The other set is mounted on a plate so the whole business can be moved.
Each breaker arm produces the spark in four of the cylinders. After
you've set the fixed arm so it opens the right amount, the next job is to
move the plate holding the other one till it breaks the same."
"How do you tell when you
have it right?" Colonel Marrold asked."
"I was coming to that," said
Gus, "There are a lot of ways. The simplest I know of for the fellow
who does his own work is to open up the window that lets you see the timing
marks on the flywheel. Then you take a long piece of spark plug cable
and hook it on to the high-tension cable from the spark coil that ordinarily
sticks into the center hole of the distributor head. Bare a quarter of
an inch or so of the cable and hold the end close to the metal right beside
the opening to the flywheel.
"Have somebody turn the motor over
slow with the ignition turned on. With the spark jumping right beside
the inspection hole, it's a cinch to see whether the spark jumps as the
timing mark on the flywheel comes under the pointer. If it's off for
half the cylinders, move the breaker arm plate till you get it right."

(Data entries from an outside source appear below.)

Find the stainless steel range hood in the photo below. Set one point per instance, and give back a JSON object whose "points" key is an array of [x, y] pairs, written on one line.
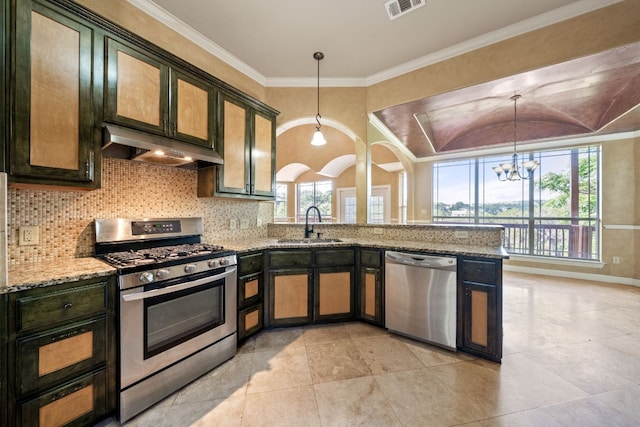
{"points": [[124, 143]]}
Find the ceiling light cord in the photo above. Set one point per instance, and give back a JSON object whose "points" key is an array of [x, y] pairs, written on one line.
{"points": [[512, 170], [318, 138]]}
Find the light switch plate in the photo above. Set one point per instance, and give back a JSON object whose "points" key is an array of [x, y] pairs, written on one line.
{"points": [[28, 235]]}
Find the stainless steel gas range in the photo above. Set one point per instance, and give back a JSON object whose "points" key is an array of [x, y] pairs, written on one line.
{"points": [[177, 302]]}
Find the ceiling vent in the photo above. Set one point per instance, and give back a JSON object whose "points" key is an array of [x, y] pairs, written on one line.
{"points": [[397, 8]]}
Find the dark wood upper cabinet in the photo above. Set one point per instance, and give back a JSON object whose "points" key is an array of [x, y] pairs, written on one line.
{"points": [[55, 132], [149, 94]]}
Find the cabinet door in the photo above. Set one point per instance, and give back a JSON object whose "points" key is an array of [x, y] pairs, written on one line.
{"points": [[54, 136], [263, 156], [233, 176], [137, 89], [250, 289], [290, 296], [80, 402], [45, 359], [333, 293], [192, 107], [371, 295], [250, 320], [480, 333]]}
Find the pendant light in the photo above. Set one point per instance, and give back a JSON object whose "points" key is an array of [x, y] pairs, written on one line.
{"points": [[511, 170], [318, 138]]}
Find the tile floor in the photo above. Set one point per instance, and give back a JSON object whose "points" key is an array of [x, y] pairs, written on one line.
{"points": [[571, 358]]}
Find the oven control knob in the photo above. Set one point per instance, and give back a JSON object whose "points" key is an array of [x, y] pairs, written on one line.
{"points": [[146, 277], [162, 274]]}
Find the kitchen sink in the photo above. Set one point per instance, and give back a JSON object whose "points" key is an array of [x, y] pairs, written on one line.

"That sounds easy enough," Colonel
Marrold admitted.
"It is easy," Gus maintained.
"An eight-cylinder motor is simpler in some ways than a six because it is,
after all, only two four-cylinder motors made into one. The ignition system
is one example. On some cars, even if one breaker arm went out of
commission, the motor would still run on four cylinders. Many of the
eights really use two carburetors - one for each set of four cylinders.
It looks like one carburetor because there's only one float bowl, but there
are two mixing chambers and two needle valves that have to be adjusted
separately."
"How is the best way to do that?"
asked Colonel Marrold.
Gus smiled. "Easiest way I
know of is to cut out half the cylinders while you adjust the low speed
setting for the others. You can do that either by disconnecting one of
the coil leads when there are two, or by wedging open one set of breaker
points with a bit of thick cardboard."